Here is my thoughts on those points:
- This is a correct concern, not every algorithm is suitable for programming in GraphLab.
- Agreed.
- Agreed. In GraphLab v2 Joey is heading significant improvement which will allow factoring the update function in to several different computations to deal with this issue.
- Objection! As shown, for example, by our participation in the ACM KDD CUP contest this year, we got very high quality prediction results, that where completely deterministic. It is possible to implement a wide variety of deterministic algorithms in GraphLab.
- Agreed. Yucheng is heading the effort of completely rewriting the distributed engine and we believe significant performance improvements are possible in the distributed settings.
Finally, the following conclusion is given:
... I believe GraphLab still is a valuable back-end for Green-Marl (DB: their programming language) .. it is a very natural to use GraphLab as one of Green-Marl's back-ends.... GraphLab and Green-Marl can be helpful to each other... Finally it will be interesting to wait .. for GraphLab2. A fair comparison of distributed graph processing ... would be meaningful then.
Overall, I wanted to thank Eric and Sungpack for the great and serious effort they did in evaluating GraphLab! While I am of course biased, it is important to get unbiased evaluation of third parties.
Interesting article, thanks for posting...

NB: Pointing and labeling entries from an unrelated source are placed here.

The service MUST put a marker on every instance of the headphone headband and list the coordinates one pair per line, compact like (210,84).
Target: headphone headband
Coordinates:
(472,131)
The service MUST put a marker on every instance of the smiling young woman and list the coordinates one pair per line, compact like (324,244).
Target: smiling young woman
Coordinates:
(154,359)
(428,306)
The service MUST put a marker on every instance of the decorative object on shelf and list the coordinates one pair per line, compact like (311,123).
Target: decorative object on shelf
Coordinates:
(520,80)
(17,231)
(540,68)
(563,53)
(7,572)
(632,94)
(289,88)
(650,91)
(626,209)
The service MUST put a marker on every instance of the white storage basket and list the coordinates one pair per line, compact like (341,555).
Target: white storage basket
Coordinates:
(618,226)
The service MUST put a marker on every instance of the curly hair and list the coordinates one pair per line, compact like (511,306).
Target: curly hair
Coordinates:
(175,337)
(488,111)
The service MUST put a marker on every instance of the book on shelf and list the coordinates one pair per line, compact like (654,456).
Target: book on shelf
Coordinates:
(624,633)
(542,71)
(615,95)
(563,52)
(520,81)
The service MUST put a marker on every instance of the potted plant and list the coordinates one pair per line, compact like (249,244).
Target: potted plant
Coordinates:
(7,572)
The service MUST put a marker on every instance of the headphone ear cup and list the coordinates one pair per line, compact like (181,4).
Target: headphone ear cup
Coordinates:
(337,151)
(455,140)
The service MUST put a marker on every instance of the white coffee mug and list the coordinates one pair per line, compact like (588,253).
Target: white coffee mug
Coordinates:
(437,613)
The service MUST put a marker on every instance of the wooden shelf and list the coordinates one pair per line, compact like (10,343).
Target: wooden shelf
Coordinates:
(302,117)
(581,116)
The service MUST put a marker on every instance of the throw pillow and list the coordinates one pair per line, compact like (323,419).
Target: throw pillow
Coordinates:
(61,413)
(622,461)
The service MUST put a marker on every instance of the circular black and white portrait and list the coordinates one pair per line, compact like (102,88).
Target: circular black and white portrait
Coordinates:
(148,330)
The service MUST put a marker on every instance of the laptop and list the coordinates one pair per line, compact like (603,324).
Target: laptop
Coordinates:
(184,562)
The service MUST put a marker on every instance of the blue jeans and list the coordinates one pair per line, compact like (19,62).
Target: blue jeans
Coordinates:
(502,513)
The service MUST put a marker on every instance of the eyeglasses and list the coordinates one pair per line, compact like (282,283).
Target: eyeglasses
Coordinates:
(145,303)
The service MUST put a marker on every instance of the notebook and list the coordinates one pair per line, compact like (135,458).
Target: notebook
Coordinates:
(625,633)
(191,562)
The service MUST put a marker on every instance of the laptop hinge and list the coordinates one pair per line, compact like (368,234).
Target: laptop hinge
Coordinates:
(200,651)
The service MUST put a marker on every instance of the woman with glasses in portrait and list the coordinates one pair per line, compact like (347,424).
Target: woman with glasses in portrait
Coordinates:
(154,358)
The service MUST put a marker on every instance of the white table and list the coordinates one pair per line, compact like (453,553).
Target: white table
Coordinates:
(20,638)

ReplyDeleteIs there any news about this integration of Green-Marl and Graphlab? What is its current development situation?
Regards,
A Graphlab Rookie User
Hi!
DeleteAs far as I know there is no active integration of Green Marl and GraphLab, this effort was to try and understand better common points of intersection that could be useful. You are welcome to attend this year July workshop to learn more about different projects and their relation to graphlab.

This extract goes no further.